Wednesday, May 30, 2012

I am too young to start investment...Do you really think so??


Hi Friends,

You are probably among the many young guys like me who have left their parent’s home in pursuit of a career, a better pay, respected position, fame or simply to find yourself and grow in life. As easy as it may sound, living alone has a lot more responsibilities than you can think of. Tasks like house hunting, paying rent on time, managing daily expenses, watching movies, traveling to work, spending on food and after all this sending some money back home, can take a toll on your finances.
Financial planning success is bit easy to attain when you are young and ready to take little bit of risk.

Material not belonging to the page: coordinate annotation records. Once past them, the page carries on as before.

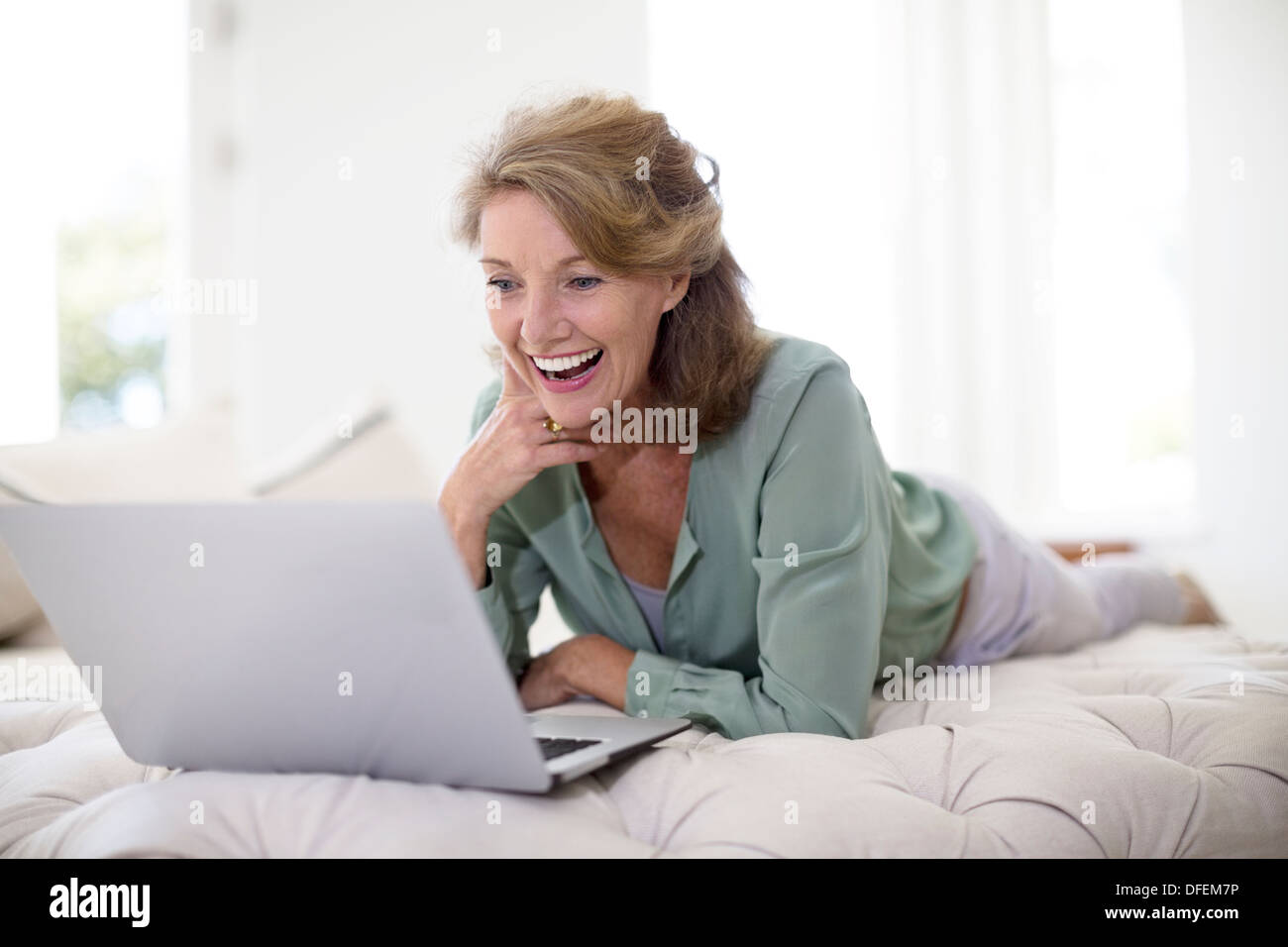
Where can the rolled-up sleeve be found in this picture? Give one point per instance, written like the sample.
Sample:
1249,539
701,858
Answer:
823,570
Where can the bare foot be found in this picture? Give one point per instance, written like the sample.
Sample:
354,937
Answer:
1198,607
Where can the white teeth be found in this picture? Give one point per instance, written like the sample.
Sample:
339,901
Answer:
565,361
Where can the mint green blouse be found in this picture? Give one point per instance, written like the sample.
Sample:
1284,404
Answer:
803,567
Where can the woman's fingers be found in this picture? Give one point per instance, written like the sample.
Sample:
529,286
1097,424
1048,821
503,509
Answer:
511,381
566,453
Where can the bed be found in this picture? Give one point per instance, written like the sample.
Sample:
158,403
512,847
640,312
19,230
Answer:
1163,742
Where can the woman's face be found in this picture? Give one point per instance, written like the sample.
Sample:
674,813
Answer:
546,302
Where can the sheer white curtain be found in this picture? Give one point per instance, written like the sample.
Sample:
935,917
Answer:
887,176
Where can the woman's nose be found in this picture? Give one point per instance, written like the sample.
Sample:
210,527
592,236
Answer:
540,320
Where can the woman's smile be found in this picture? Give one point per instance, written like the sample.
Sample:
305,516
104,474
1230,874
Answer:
568,371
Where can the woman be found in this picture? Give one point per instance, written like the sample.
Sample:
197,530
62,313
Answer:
761,581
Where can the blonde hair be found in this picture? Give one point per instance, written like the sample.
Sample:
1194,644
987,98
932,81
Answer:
626,189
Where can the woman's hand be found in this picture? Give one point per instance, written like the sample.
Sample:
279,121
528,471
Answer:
590,665
509,450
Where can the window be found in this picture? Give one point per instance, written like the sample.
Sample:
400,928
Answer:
1124,339
95,97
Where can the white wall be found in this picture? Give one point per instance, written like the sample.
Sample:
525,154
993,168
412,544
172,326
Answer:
1237,99
344,123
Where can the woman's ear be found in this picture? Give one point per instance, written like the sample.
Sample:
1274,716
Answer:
679,286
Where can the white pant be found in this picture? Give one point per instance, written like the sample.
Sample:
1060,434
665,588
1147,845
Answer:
1025,599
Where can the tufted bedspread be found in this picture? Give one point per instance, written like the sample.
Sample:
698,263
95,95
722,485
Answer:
1163,742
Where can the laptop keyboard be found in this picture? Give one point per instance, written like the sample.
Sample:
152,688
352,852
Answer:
558,746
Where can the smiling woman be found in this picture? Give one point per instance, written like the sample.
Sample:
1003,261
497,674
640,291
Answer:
790,561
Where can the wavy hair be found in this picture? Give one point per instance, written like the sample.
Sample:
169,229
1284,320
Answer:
626,189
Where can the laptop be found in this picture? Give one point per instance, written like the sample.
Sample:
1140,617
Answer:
278,637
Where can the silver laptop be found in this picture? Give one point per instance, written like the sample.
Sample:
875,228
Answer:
297,637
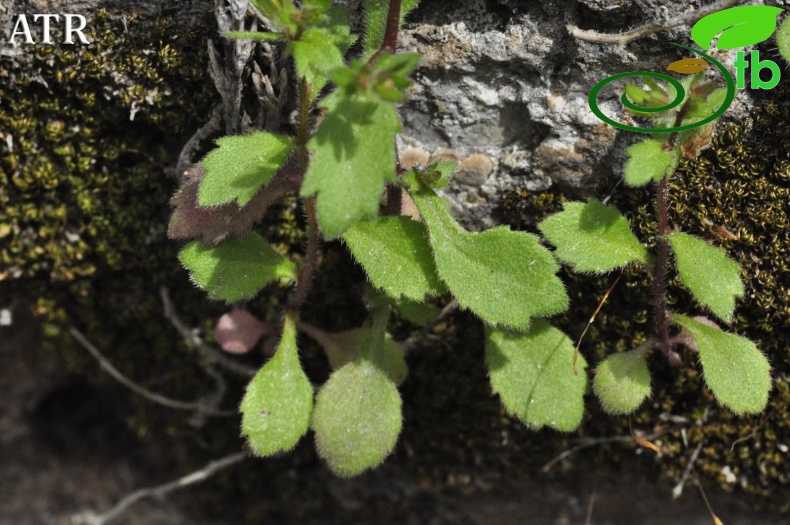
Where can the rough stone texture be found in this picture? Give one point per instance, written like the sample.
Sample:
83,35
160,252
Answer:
503,90
510,82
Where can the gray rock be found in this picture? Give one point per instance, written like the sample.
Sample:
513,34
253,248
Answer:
513,84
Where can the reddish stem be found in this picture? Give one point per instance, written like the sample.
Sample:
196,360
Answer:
390,42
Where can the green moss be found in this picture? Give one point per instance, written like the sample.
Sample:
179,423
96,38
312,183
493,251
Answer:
79,176
735,195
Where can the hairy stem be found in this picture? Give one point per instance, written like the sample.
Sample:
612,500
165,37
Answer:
660,269
305,277
662,249
390,42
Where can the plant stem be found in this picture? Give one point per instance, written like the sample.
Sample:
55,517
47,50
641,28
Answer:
660,269
305,277
390,42
662,249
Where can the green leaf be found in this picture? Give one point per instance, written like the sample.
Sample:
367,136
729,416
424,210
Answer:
739,27
418,313
622,382
343,347
713,278
315,55
240,165
376,21
533,374
783,39
505,277
737,373
647,161
357,418
236,268
593,237
278,403
396,256
353,156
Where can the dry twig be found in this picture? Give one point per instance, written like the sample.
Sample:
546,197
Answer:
196,341
199,406
592,442
160,491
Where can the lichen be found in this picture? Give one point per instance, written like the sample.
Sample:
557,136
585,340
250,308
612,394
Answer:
735,195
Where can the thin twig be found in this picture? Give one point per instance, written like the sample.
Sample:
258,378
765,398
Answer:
592,442
425,330
198,342
648,29
678,490
716,520
161,490
590,322
131,385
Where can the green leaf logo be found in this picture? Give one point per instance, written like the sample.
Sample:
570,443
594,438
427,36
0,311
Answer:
739,26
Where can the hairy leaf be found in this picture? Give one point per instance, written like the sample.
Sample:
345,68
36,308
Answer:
357,418
737,373
214,224
240,166
235,269
343,347
503,276
647,161
622,382
593,237
712,277
353,157
238,330
783,39
533,374
278,403
396,256
418,313
315,55
739,27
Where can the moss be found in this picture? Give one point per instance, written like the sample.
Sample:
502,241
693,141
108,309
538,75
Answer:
83,211
87,132
735,195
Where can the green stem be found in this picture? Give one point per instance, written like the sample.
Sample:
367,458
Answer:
305,278
662,254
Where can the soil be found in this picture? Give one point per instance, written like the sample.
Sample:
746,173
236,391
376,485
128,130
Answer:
65,452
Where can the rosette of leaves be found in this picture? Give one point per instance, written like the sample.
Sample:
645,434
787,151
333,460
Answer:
506,278
596,238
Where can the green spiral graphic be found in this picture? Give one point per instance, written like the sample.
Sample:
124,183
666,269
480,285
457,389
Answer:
592,99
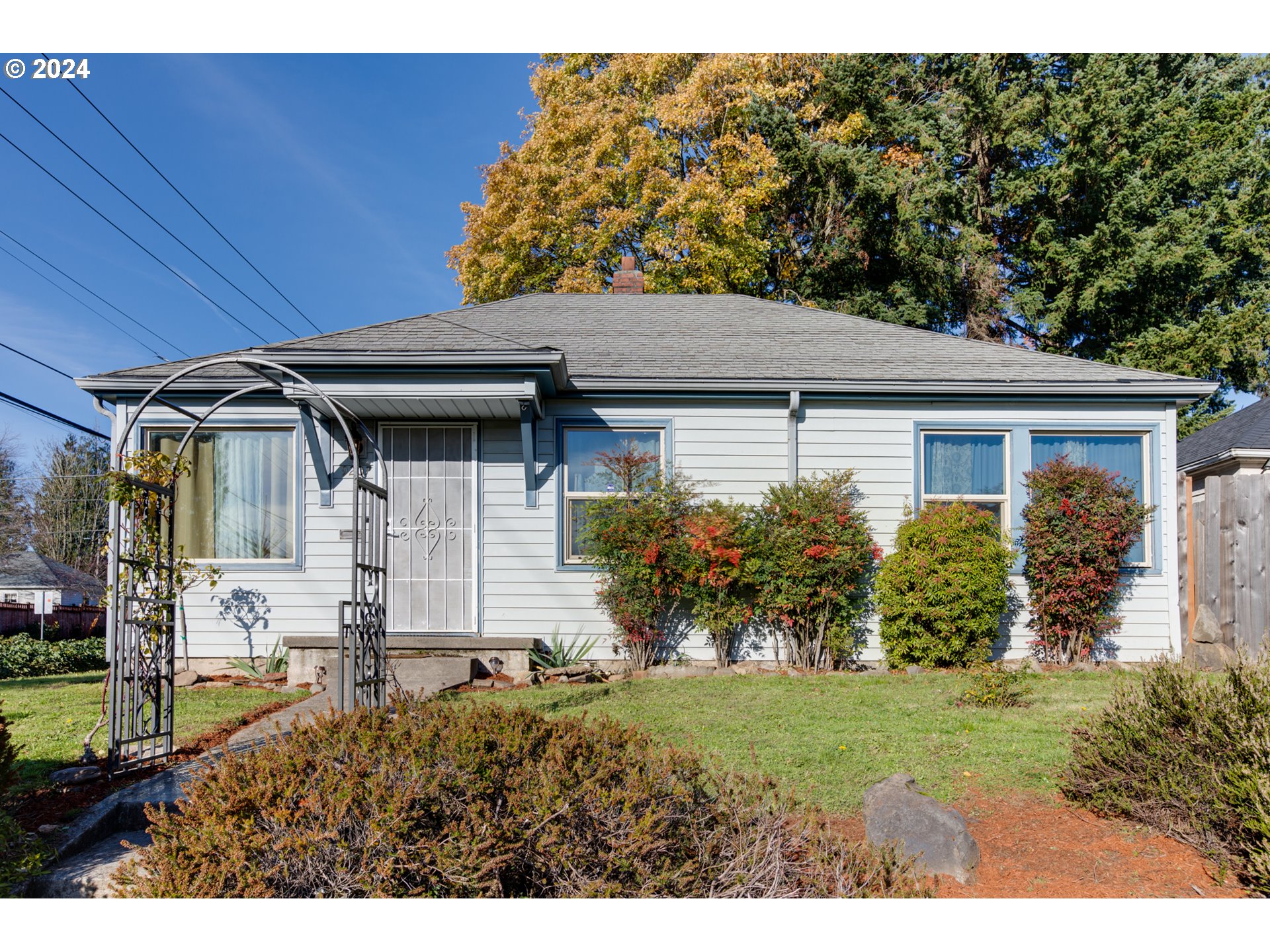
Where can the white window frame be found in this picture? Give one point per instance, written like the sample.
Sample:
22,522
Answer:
1002,499
1147,495
566,517
294,560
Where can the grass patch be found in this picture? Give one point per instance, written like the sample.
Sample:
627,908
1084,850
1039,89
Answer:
48,717
831,736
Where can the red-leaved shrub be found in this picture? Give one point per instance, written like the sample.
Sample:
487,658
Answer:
1079,526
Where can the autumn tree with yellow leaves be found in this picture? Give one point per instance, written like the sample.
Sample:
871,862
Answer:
651,155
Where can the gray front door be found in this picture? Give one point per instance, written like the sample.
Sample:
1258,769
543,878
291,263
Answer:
432,527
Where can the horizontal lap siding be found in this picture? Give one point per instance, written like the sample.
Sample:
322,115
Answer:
736,447
736,450
876,441
302,602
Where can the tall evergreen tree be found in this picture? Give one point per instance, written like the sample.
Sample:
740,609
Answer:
69,510
1114,207
15,516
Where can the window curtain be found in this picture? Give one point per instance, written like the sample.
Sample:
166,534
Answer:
238,500
964,465
253,491
193,520
1122,456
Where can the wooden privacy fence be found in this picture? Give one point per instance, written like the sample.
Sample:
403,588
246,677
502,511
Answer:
73,621
1223,528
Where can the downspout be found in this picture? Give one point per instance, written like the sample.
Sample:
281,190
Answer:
113,565
792,441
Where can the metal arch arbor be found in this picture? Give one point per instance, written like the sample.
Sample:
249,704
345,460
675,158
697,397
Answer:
144,573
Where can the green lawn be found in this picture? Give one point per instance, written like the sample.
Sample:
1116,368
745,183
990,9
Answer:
833,735
50,716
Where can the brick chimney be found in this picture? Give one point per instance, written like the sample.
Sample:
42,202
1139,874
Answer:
628,280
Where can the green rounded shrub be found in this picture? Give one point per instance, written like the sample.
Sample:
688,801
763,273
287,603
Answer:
24,656
460,800
941,593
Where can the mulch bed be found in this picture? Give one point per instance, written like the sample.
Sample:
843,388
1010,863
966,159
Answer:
51,805
1037,847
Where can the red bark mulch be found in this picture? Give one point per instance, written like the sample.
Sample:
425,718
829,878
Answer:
1037,847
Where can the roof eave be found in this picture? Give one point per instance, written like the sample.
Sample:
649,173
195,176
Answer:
553,361
1183,390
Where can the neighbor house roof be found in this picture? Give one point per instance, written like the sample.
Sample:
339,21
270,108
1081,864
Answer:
695,340
1244,429
31,571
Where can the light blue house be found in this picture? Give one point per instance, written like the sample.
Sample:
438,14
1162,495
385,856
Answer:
488,418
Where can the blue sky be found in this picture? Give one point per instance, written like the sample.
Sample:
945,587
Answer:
339,177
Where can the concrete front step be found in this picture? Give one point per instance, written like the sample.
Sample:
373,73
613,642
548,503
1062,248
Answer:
310,653
88,875
429,674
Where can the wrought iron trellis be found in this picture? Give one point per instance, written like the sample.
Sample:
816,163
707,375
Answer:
143,639
142,619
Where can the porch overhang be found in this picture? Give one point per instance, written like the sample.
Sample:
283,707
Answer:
435,397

I am sharing my financial plans with you which would be almost same for every one of us.
It was really not possible for me to buy an expensive bike at one shot, I planned for it and manage to get it thru dedicated SIP investment for it. 
Short to medium term planning is as important as long term goals. If you plan to buy a bike in a few years, you will need a lump sum for the down payment. You may also have the yearn to travel different places, planning for engagement or wedding, further education and so many. But well with a bit of planning it can be done.

Investment Mantra- “3 Investment concept or 3i concept”
Friends like Dr. Scruwala’s Three ball concept { in the movie Kya cool hai hum}, I too believe in three asset class or say investment options which are very effective tools of wealth creation and risk mitigation.

1.} Term Insurance-: Term insurance, as the name itself explains, is for a specific period of time, and has the lowest possible premium among all the other insurance plans available. The main reason to go for insurance is “Protection” and never to get returns from it.  Term plans are cheap and gives best protection for any future eventualities.

2.} Systematic Investment Plan {SIP}-: As an investor we should always look forward to invest in an asset class which gives us best returns on time so we can meet our goals.
Example-: Assume you have goal of accumulating 6 Lacs in 4 yrs for your wedding. It is better to go for Monthly SIP {benefits- Power of compounding and no need to time the market} in equity mutual funds and balance fund as need are coming after 3-4 yrs. And Equity mutual fund gives good returns in long term.

3} Fix Deposit- fix deposit is very fruitful investment option for people who fall under 10% tax bracket. It also gives assured returns with almost nil risk.

Conclusion
It's not too early to start planning for your future and saving for your long term goals. Consider the big picture. Do dedicated investment to each of your goal and see your dream coming true. The decisions you make today about your career, education, debt and retirement will stick with you and shape your future. So, invest in yourself.